In parasitic wasps females use their ovipositor (egg-layer) to deposit eggs on or inside a host. Usually the host is the larvae of another insect. The parasitic larva slowly consumes the host, often from the inside, eventually killing it.
Parasitic wasps, like this Lissipimpla excelsa, have a tubular ovipositor
at the tip on the abdomen which is used to lay eggs on or into a host.
The larvae of this species are parasites of moth caterpillars that live in
lawns.
Predatory wasps are a little different, gathering prey to feed their larvae and bringing it back to a nest. In predators, the ovipositor is not used to lay eggs but is a sting used to paralyse the prey. The prey depends on the species of wasp but it is usually other insects.
The nest may be a burrow in the ground, an abandoned beetle burrow in wood or something that the female wasp builds from mud or plant resin. The nest can have several cells, usually one for each wasp larva. The female puts one or several prey in each cell, lays an egg inside and closes it up. The wasp larva hatches from the egg to find a food supply waiting.

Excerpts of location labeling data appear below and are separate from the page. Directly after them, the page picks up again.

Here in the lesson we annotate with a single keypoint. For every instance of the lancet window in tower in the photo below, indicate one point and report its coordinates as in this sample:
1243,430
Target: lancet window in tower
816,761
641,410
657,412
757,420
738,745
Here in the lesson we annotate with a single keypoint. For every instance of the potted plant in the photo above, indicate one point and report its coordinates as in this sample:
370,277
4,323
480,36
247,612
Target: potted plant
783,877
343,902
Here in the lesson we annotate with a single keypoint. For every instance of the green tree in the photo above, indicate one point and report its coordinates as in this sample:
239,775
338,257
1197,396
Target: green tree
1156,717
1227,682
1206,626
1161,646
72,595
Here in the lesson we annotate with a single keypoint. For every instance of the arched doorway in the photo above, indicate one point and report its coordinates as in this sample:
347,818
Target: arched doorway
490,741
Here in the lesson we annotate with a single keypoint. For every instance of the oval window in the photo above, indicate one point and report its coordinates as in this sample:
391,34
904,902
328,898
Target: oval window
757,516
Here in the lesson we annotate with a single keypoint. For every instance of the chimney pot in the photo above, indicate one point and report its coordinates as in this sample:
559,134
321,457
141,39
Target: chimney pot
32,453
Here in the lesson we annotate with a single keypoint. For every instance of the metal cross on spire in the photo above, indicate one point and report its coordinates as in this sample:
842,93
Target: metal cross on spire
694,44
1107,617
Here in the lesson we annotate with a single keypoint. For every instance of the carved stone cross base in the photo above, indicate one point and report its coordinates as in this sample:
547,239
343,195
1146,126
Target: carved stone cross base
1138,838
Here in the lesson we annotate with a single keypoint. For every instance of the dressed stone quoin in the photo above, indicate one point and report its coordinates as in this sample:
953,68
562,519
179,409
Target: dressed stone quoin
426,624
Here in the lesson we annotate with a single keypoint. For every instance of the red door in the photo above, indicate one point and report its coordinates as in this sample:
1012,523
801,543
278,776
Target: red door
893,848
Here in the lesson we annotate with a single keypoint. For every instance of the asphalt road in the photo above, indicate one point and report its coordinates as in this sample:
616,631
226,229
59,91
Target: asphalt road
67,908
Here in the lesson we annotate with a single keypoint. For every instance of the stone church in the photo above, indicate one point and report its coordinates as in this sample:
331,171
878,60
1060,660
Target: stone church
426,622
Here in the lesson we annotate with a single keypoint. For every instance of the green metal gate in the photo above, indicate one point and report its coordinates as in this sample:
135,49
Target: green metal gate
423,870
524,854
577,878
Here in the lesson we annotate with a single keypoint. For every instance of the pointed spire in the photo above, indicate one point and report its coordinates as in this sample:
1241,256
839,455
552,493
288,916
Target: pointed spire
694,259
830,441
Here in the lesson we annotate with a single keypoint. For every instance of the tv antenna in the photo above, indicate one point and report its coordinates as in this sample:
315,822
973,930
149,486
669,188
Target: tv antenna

A female Bembix octosetosa, a predatory
wasp that uses the spiny front legs to make a
burrow in sandy soil. It captures and paralyses
adult flies as a food source for her young.
Bees are similar to predatory wasps. They also make nests and gather food for their larvae. The main difference is that, instead of insects, they gather pollen and nectar.
The larvae of bees are also vegetarians, feeding on pollen and nectar.
The solitary carpenter bee, Xylocopa aruana, is one of Australia's
largest bees.
The vast majority of predatory wasps and bees are solitary. The means that each female makes a nest on her own and catches prey to feed her own young. These wasps and bees can use their sting for defence, but only if they really need to, and usually they aren’t aggressive. Some wasps and bees are social, meaning they live in colonies where one or a few females (queens) lay the eggs and the others hunt and rear the young. These wasps and bees will use their stings to defend the nest. They can afford to be aggressive because if a few die the colony will still continue. Paper wasps are a classic example of aggressive social insects that have a sting and are not afraid to use it.
Paper wasps, like Ropalidia impetuosa, are social insects that live in
colonies that they vigorously defend with painful stings.